The statutory definition of “other nonproductive time” as “time spent under the employer’s control, exclusive of rest and recovery periods, that is not directly related to the activity being compensated on a piece-rate basis,” was “reasonably clear and specific and provide[d] adequate notice of the nature of the conduct that is being described.” Moreover, section 226.2 was enacted to codify Gonzales, which, like Bluford, relied on Armenta. This context of case law lent clarity to the statute. In particular, Gonzales provided “fact-based concrete illustrations of what was meant by the term ‘other nonproductive time’”. The phrase in the definition, “not directly related” was not unconstitutionally vague: many statutes have used the phrase “directly related”. The constitution did not require the statute’s terms to contemplate all possible circumstances in which it would be applied.

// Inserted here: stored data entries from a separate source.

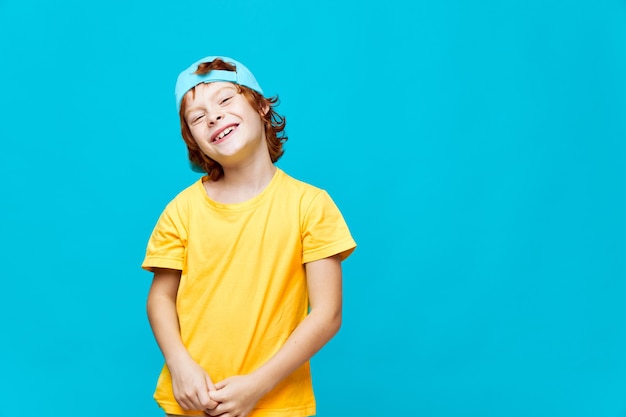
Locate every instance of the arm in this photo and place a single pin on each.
(237, 395)
(190, 382)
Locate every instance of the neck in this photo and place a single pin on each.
(242, 182)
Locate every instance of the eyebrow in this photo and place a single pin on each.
(213, 94)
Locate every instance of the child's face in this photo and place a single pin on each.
(224, 124)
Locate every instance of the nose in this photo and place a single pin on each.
(215, 117)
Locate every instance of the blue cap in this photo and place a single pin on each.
(188, 79)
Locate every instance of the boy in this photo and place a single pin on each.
(246, 261)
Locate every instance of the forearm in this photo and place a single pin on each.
(164, 322)
(306, 340)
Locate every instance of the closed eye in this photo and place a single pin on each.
(197, 119)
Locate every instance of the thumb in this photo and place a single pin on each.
(222, 384)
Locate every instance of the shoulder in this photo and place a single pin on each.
(308, 195)
(293, 185)
(187, 197)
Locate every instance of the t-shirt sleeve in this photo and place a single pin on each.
(168, 242)
(324, 231)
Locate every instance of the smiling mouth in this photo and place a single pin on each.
(224, 133)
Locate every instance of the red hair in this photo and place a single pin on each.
(273, 122)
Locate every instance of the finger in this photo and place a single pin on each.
(218, 396)
(209, 383)
(221, 384)
(205, 401)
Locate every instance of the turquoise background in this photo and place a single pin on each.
(476, 148)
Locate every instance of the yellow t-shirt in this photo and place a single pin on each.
(243, 284)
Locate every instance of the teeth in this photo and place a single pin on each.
(225, 132)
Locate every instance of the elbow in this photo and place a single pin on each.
(334, 323)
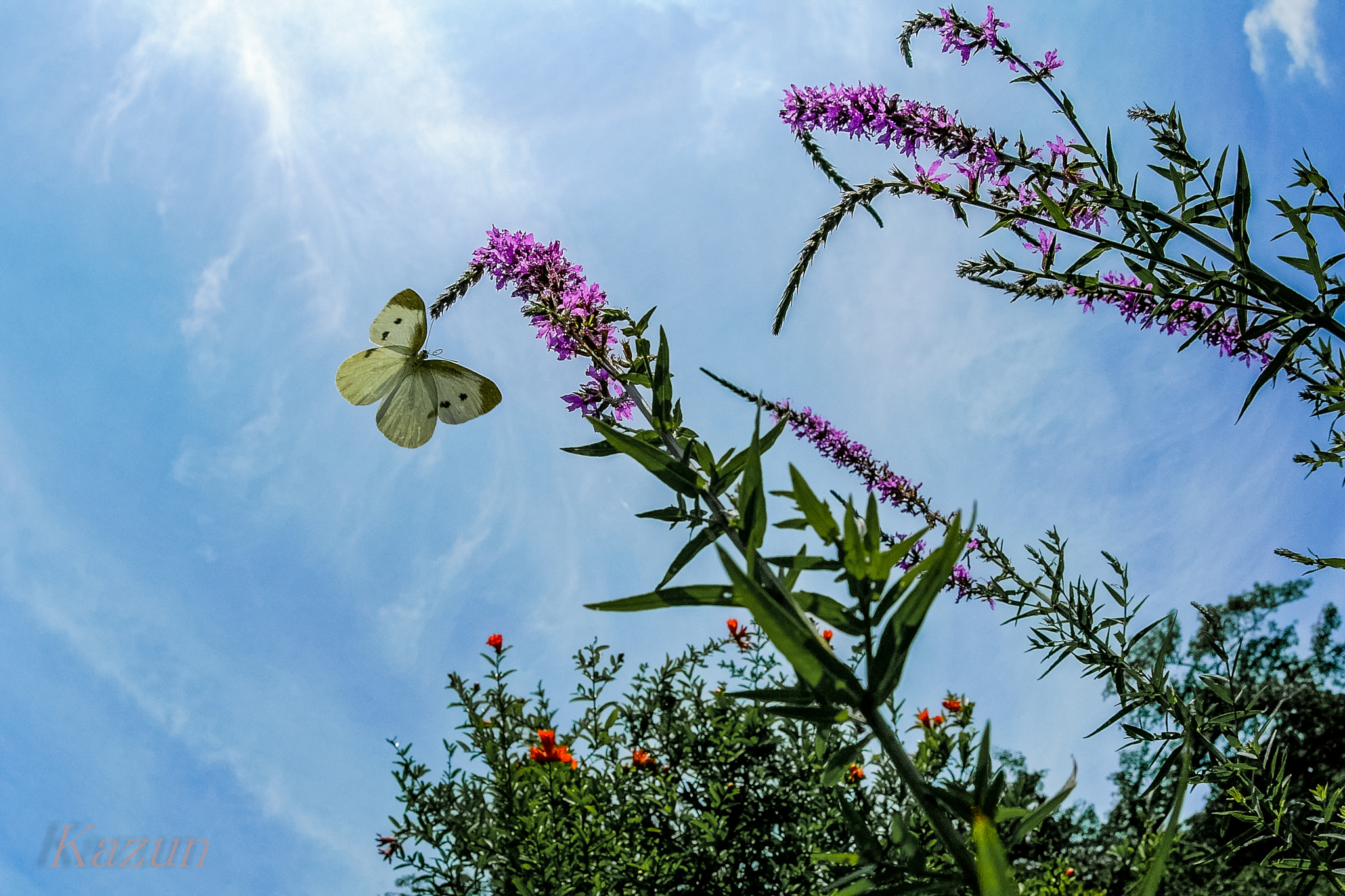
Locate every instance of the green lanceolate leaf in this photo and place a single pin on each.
(1042, 813)
(793, 636)
(992, 863)
(596, 449)
(816, 511)
(752, 500)
(910, 616)
(794, 696)
(663, 383)
(1158, 864)
(698, 542)
(688, 595)
(816, 715)
(732, 464)
(1242, 207)
(676, 475)
(830, 612)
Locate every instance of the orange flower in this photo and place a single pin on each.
(552, 752)
(740, 636)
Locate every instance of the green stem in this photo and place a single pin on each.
(923, 793)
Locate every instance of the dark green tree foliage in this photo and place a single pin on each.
(1218, 852)
(678, 788)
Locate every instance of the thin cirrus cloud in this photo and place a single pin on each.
(1297, 22)
(328, 116)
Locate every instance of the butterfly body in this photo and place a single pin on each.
(417, 390)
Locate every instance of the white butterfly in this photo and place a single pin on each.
(420, 389)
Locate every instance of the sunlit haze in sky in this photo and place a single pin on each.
(223, 589)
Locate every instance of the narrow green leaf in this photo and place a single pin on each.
(829, 610)
(793, 636)
(1052, 209)
(817, 512)
(906, 621)
(663, 383)
(752, 499)
(688, 595)
(993, 870)
(676, 475)
(1158, 864)
(698, 542)
(1042, 813)
(596, 449)
(793, 696)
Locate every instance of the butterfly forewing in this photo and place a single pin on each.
(462, 394)
(366, 377)
(408, 416)
(401, 322)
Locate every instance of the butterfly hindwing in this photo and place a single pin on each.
(407, 416)
(401, 322)
(366, 377)
(460, 394)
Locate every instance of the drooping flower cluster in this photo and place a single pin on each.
(567, 310)
(835, 446)
(870, 113)
(552, 752)
(1137, 303)
(963, 38)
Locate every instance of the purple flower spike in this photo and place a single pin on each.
(1048, 65)
(1183, 317)
(564, 308)
(868, 112)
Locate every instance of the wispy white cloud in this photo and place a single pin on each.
(1297, 20)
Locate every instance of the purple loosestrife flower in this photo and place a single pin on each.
(1048, 65)
(931, 177)
(868, 112)
(850, 456)
(1183, 317)
(564, 307)
(963, 38)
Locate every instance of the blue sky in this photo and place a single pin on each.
(223, 589)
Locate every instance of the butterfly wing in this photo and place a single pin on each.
(407, 416)
(401, 322)
(460, 394)
(366, 377)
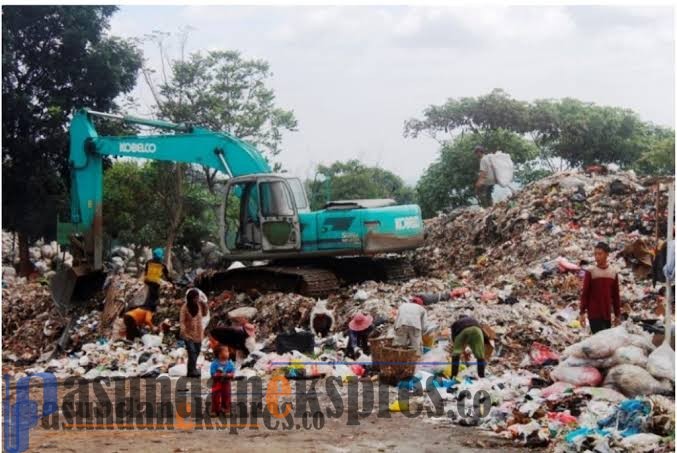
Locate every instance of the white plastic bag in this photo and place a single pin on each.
(178, 370)
(600, 345)
(151, 341)
(577, 376)
(433, 361)
(642, 442)
(632, 381)
(503, 168)
(661, 363)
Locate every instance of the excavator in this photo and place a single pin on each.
(303, 251)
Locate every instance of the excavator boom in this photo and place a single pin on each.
(274, 221)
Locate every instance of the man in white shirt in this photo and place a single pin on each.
(410, 324)
(484, 186)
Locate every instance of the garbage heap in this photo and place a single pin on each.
(563, 215)
(632, 411)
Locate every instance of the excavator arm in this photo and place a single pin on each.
(180, 143)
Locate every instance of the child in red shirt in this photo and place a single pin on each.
(601, 294)
(222, 371)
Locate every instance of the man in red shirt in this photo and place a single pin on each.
(600, 293)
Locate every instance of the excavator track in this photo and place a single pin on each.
(309, 281)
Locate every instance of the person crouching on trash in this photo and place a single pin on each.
(411, 322)
(136, 319)
(222, 371)
(359, 329)
(466, 331)
(153, 275)
(191, 315)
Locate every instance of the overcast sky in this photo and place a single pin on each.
(353, 75)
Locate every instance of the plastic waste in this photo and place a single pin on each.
(151, 341)
(629, 417)
(563, 418)
(398, 406)
(361, 295)
(601, 393)
(502, 166)
(572, 436)
(178, 370)
(661, 363)
(540, 354)
(642, 442)
(577, 376)
(600, 345)
(632, 381)
(557, 390)
(434, 361)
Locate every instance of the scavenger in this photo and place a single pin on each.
(136, 319)
(191, 315)
(359, 329)
(222, 371)
(154, 273)
(467, 331)
(601, 293)
(411, 322)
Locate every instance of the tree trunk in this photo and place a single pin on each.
(25, 266)
(176, 217)
(222, 225)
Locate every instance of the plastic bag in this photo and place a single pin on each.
(661, 363)
(178, 370)
(577, 376)
(632, 381)
(151, 341)
(556, 390)
(503, 168)
(433, 361)
(628, 417)
(541, 354)
(600, 345)
(601, 393)
(642, 442)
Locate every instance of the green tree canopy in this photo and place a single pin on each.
(542, 137)
(354, 180)
(54, 59)
(223, 91)
(448, 182)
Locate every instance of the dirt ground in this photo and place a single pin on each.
(397, 433)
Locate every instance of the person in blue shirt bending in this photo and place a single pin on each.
(222, 371)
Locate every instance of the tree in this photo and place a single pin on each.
(224, 92)
(138, 196)
(54, 59)
(354, 180)
(543, 136)
(658, 157)
(449, 181)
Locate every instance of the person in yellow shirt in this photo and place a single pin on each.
(154, 273)
(135, 319)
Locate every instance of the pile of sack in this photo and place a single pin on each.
(623, 358)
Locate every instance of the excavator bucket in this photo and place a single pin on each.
(75, 284)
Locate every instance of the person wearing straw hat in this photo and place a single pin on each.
(411, 322)
(359, 329)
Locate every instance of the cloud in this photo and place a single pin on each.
(353, 75)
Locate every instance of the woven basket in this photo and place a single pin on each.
(397, 364)
(376, 346)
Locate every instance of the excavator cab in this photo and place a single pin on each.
(262, 214)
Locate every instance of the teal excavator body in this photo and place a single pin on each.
(274, 221)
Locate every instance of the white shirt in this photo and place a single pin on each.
(413, 315)
(488, 169)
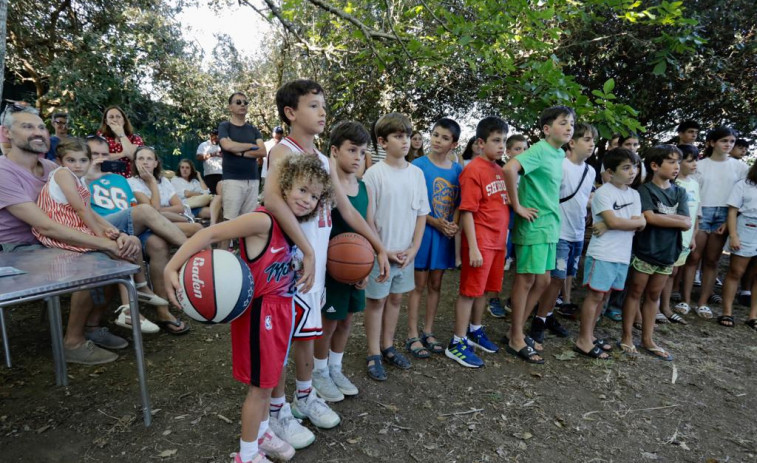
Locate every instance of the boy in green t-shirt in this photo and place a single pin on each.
(536, 202)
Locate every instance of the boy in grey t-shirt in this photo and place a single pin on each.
(616, 210)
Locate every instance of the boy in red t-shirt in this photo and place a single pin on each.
(484, 216)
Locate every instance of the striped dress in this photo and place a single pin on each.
(53, 202)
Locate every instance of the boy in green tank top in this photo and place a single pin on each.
(349, 142)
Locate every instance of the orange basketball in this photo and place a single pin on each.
(350, 258)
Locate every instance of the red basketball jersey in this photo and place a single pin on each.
(272, 270)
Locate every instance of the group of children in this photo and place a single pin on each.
(412, 211)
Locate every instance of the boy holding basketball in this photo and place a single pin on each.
(301, 105)
(349, 142)
(399, 205)
(484, 215)
(260, 336)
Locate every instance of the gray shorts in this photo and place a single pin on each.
(400, 281)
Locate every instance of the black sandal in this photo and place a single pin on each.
(435, 347)
(376, 371)
(417, 352)
(724, 320)
(391, 355)
(595, 352)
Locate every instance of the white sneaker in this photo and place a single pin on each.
(325, 387)
(342, 382)
(288, 428)
(272, 446)
(315, 409)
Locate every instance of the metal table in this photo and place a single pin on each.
(52, 272)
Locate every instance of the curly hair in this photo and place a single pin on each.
(308, 168)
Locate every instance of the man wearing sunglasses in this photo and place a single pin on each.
(241, 146)
(60, 127)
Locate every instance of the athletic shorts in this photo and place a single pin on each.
(650, 269)
(712, 218)
(535, 259)
(123, 221)
(260, 340)
(567, 258)
(342, 299)
(400, 281)
(603, 276)
(746, 227)
(239, 197)
(475, 281)
(682, 257)
(307, 314)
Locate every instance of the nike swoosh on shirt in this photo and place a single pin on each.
(619, 207)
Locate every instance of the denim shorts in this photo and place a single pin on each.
(125, 224)
(603, 276)
(566, 261)
(712, 218)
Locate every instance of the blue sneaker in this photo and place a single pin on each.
(479, 339)
(495, 308)
(461, 353)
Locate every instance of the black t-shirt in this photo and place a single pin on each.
(236, 167)
(658, 245)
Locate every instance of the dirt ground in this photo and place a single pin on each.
(699, 408)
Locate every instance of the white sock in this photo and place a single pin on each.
(335, 359)
(320, 364)
(276, 404)
(263, 428)
(247, 450)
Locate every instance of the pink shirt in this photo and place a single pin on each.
(18, 186)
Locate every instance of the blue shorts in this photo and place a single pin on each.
(712, 218)
(400, 281)
(125, 224)
(603, 276)
(566, 261)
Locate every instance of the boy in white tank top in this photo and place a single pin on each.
(301, 105)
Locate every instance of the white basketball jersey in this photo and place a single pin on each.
(318, 229)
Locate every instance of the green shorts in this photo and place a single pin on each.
(682, 257)
(342, 299)
(535, 258)
(650, 269)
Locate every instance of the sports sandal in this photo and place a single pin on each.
(727, 321)
(703, 311)
(527, 353)
(435, 347)
(682, 308)
(658, 352)
(417, 352)
(376, 371)
(391, 355)
(595, 352)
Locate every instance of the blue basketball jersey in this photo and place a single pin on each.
(111, 193)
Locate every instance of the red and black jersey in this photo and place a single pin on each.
(272, 270)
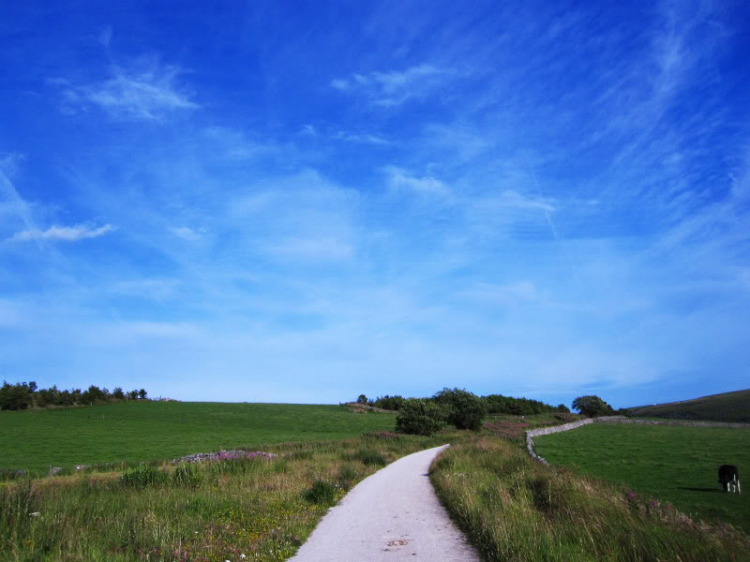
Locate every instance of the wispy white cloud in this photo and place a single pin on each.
(365, 138)
(503, 294)
(145, 90)
(399, 178)
(185, 233)
(63, 233)
(318, 248)
(393, 88)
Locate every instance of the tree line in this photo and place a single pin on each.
(466, 410)
(21, 396)
(493, 404)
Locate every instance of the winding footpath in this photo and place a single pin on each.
(393, 515)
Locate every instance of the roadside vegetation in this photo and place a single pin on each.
(518, 510)
(234, 509)
(492, 403)
(671, 463)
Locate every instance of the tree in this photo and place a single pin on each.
(420, 417)
(465, 409)
(15, 396)
(592, 406)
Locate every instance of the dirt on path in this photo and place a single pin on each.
(393, 515)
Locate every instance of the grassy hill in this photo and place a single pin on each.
(669, 463)
(727, 407)
(143, 431)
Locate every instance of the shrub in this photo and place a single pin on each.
(465, 409)
(321, 492)
(389, 402)
(419, 417)
(592, 406)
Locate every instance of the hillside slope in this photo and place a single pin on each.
(726, 407)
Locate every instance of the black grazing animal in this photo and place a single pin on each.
(729, 478)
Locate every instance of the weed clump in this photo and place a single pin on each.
(143, 476)
(321, 492)
(369, 457)
(347, 474)
(186, 476)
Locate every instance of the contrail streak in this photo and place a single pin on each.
(18, 204)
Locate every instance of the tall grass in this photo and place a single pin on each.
(219, 510)
(514, 509)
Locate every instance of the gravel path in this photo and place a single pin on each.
(392, 515)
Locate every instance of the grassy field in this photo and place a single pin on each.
(518, 510)
(727, 407)
(145, 431)
(674, 464)
(257, 509)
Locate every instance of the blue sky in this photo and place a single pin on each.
(305, 201)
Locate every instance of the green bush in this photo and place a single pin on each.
(321, 492)
(465, 409)
(420, 417)
(592, 406)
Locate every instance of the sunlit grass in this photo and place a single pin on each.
(516, 509)
(146, 431)
(262, 509)
(668, 463)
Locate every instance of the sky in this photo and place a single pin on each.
(305, 201)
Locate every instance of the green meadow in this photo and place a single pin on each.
(668, 463)
(133, 432)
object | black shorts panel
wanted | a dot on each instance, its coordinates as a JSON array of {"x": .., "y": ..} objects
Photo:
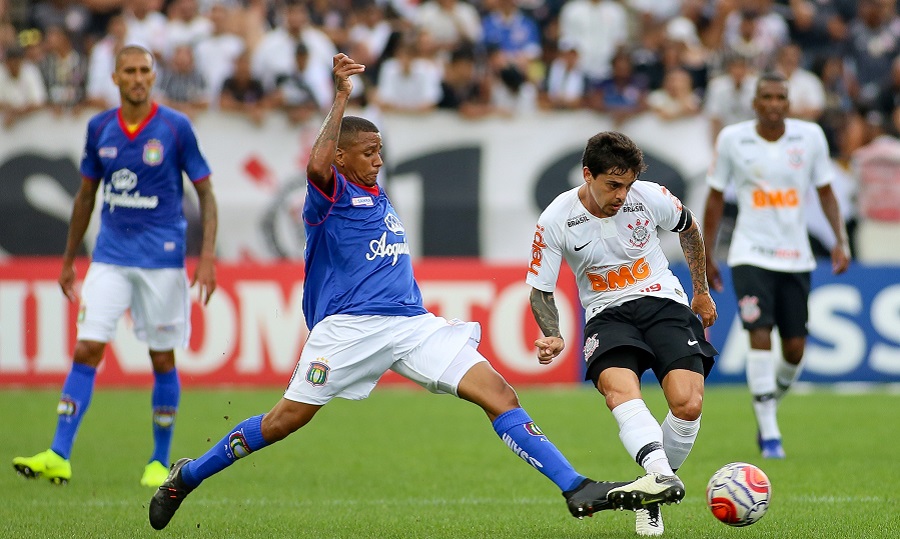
[
  {"x": 655, "y": 332},
  {"x": 769, "y": 298}
]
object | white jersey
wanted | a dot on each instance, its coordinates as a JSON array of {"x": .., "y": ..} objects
[
  {"x": 773, "y": 180},
  {"x": 614, "y": 259}
]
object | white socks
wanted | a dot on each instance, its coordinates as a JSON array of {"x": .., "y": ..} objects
[
  {"x": 678, "y": 438},
  {"x": 642, "y": 436},
  {"x": 761, "y": 381}
]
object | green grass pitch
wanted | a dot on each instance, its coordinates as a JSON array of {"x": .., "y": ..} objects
[{"x": 406, "y": 464}]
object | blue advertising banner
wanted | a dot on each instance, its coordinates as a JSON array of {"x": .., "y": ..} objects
[{"x": 854, "y": 327}]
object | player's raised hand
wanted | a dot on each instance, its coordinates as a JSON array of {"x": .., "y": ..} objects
[
  {"x": 205, "y": 277},
  {"x": 67, "y": 282},
  {"x": 713, "y": 277},
  {"x": 839, "y": 259},
  {"x": 549, "y": 348},
  {"x": 704, "y": 307},
  {"x": 344, "y": 67}
]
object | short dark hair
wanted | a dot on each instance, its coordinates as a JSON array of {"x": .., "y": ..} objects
[
  {"x": 351, "y": 127},
  {"x": 770, "y": 76},
  {"x": 611, "y": 152}
]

The second ground for the employers’ constitutional challenge, that the statute was retroactive, also was without merit. The safe-harbor affirmative defense, which required payment by employers of pre-January 1, 2016 unpaid compensation, did not constitute an unconstitutionally retroactive statute, because the compensation for prior rest periods and nonproductive work, on which the affirmative defense was conditioned, was based upon the law that was in effect at the time, before the adoption of section 226.2—i.e., the case law of Gonzales, Bluford and Armenta. When the Gonzales and Bluford decisions were final, employers were required to separately compensate piece-rate employees for nonproductive uncompensated time and for rest periods.
The Nisei Farmers League case makes clear that employers cannot expect a judicial reprieve from the requirement of separate hourly compensation of piece-rate employees for rest periods and other nonproductive time. The workability of such a compensation system remains in question. Tracking nonproductive time will continue to be cumbersome. And the potential liability exposure for failing to track and pay for it properly may continue to shift employers away from any piece-rate compensation in California. This development could adversely impact employees who, in some circumstances, can earn higher pay on a piece-rate basis than as an hourly employee.